Dynamic Load Testing is a fast, reliable and cost effective method of evaluating foundation bearing capacity. Tethys can perform Dynamic Load Testing on driven piles, drilled shafts, auger-cast piles, micropiles, helical piles, and other cast in place foundations. It is often possible to conduct several dynamic load tests in a single day. In addition to bearing capacity, Dynamic Load Testing provides information on resistance distribution (shaft resistance and end bearing) and evaluates the shape and integrity of the foundation element. The Dynamic Load Test involves a substantial ram mass that impacts the top of the foundation and causes it to experience a small permanent set. Prior to the test.

Methodology

When a hammer or drop weight strikes the top of a foundation, a compressive stress wave travels down its shaft at a speed c, which is a function of the elastic modulus E and mass density. The impact induces a force F and a particle velocity v at the top of the foundation. The force is computed by multiplying the measured signals from a pair of strain transducers attached near the top of the pile by the pile area and modules. The velocity measurement is obtained by integrating signals from a pair of accelerometers also attached near the top of the pile. Strain transducers and accelerometers transmit data to a high strain dynamic testing system such as the Pile Driving Analyzer® (PDA), for signal processing and results.

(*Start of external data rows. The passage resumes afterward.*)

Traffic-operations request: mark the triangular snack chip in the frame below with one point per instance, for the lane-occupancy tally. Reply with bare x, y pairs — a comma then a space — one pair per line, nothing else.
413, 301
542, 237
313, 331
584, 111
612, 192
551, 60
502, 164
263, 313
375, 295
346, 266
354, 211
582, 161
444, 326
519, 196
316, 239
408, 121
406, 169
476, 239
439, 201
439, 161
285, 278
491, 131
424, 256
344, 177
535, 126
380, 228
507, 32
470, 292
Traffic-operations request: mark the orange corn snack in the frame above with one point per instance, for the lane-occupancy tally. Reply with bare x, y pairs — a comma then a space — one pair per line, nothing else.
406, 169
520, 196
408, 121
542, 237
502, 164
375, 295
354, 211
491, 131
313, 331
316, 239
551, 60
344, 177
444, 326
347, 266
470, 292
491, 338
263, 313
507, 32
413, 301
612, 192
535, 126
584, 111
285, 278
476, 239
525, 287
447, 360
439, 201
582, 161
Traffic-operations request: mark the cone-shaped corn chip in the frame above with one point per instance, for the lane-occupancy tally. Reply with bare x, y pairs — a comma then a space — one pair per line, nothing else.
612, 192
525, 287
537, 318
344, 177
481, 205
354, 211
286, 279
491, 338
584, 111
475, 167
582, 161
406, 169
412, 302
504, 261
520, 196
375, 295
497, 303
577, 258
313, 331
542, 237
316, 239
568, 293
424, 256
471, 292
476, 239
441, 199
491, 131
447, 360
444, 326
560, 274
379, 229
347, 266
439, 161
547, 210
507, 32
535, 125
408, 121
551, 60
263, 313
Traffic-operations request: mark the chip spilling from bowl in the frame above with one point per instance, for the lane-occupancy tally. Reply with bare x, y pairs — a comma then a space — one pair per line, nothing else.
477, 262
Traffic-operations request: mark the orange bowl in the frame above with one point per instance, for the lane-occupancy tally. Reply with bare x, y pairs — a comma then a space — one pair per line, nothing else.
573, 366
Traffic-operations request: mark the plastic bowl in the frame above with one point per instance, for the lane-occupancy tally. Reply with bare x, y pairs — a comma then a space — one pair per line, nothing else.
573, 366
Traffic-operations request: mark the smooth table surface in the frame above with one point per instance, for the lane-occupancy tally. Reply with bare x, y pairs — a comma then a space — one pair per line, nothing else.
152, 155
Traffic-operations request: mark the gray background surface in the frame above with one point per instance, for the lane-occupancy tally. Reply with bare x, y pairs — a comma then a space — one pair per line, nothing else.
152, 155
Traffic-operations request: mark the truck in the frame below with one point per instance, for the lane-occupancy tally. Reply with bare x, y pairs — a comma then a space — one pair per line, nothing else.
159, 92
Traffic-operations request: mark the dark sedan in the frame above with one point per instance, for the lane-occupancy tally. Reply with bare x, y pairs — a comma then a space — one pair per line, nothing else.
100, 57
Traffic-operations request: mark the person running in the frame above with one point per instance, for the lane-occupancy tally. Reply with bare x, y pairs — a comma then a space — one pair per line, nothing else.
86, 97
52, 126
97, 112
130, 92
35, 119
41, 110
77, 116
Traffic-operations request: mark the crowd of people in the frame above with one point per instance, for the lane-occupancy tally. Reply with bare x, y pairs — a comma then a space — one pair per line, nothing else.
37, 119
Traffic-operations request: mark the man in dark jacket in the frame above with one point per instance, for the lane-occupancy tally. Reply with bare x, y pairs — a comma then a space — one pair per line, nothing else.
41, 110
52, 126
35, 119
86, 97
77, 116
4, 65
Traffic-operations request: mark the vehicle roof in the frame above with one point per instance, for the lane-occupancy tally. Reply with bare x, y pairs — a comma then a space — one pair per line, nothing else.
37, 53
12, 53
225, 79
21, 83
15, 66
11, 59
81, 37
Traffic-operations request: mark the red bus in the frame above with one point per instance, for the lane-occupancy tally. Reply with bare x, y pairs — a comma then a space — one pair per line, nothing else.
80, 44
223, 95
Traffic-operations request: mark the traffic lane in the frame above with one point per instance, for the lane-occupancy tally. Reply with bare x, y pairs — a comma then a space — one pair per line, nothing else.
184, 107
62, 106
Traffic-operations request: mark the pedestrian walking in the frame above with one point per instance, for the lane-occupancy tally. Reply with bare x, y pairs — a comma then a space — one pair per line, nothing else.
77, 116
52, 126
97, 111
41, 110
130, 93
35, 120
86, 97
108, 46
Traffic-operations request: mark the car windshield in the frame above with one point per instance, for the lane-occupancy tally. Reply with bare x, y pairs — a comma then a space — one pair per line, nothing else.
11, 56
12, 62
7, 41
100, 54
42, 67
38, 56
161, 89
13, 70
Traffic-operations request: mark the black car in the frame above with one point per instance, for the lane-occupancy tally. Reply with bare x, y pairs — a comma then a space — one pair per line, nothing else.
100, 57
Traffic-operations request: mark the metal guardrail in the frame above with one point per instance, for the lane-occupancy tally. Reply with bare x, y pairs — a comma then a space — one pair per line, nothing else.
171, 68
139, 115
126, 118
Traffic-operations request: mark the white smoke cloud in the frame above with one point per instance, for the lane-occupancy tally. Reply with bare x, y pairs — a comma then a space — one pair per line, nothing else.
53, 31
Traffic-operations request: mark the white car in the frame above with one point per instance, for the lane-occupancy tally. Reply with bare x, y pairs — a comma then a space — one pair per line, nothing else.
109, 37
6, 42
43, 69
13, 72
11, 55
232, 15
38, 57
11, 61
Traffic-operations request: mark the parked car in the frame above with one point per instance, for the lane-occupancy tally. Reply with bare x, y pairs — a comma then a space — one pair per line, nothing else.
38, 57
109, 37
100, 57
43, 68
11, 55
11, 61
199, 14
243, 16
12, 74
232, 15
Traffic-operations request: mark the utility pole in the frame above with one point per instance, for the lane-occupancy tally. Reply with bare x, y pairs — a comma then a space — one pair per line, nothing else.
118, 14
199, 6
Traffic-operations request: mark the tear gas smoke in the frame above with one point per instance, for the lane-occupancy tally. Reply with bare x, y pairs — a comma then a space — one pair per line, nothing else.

As long as the wave travels in one direction, force and velocity are proportional:F = Zv, where:

• Z = EA/c is the pile impedance
• E is the pile material modulus of elasticity
• A is the cross-sectional area of the pile
• C is the material wave speed at which the wave front travels

Soil resistance forces along the shaft and at the toe cause wave reflections that travel and are felt at the top of the foundation. The times at which these reflections arrive at the pile top are related to their location along the shaft. The measured force and velocity near the pile top thus provide necessary and sufficient information to estimate soil resistance and its distribution. The resulting estimated total soil resistance includes both static and viscous components. The static resistance is obtained by subtracting the dynamic component from the total soil resistance. The dynamic component is computed as the product of the pile velocity times a soil parameter called the Damping Factor. The damping factor is related to soil grain size. The energy delivered to the pile is directly computed as the work done on the pile from the integral of force times incremental displacement ( ∫Fdu ) which is easily evaluated as force times velocity integrated over time ( ∫Fvdt ). Maximum compression stresses at the pile top come directly from the measurements. The measurements also allow direct computation of the compression stress at the pile toe and the tension stresses along the shaft. Pile integrity can be evaluated by inspecting the measurements for early tension returns (caused by pile damage) prior to the reflection from the pile toe; lack of such reflections indicates a pile with no defects.

High Strain Dynamic Testing encompasses Dynamic Pile Monitoring and Dynamic Load Testing. Both are covered by ASTM D4945.Pile Driving Monitoring consists of performing real-time evaluation of Case Method capacity, energy transfer, driving stresses and pile integrity for every blow. Dynamic Load Testing involves combining field measurements obtained with a high strain dynamic testing system such as the PDA with wave-equation based analytical procedures performed with a signal matching program such as CAPWAP®. Dynamic Load Testing predicts soil behavior including static load capacity, soil resistance distribution, pile soil load transfer characteristics, soil damping and quake values, and pile load versus movement plots (e.g. a simulated static load test). Tethys analyzes data in real time with the Pile Driving Analyzer® (PDA) dynamic testing system. Data is further analyzed with the CAPWAP® software. Tethys engineers furnish a detailed report for each Dynamic Load Testing project that includes a simulated static load test in the form of a calculated load-set curve.

Dynamic Load Tests are standardized by ASTM D4945 Standard Test Method for High-Strain Dynamic Testing of Piles. The test may also be configured to meet the requirements of the Rapid Load Test standard ASTM D7383 provided an adequate ram is available.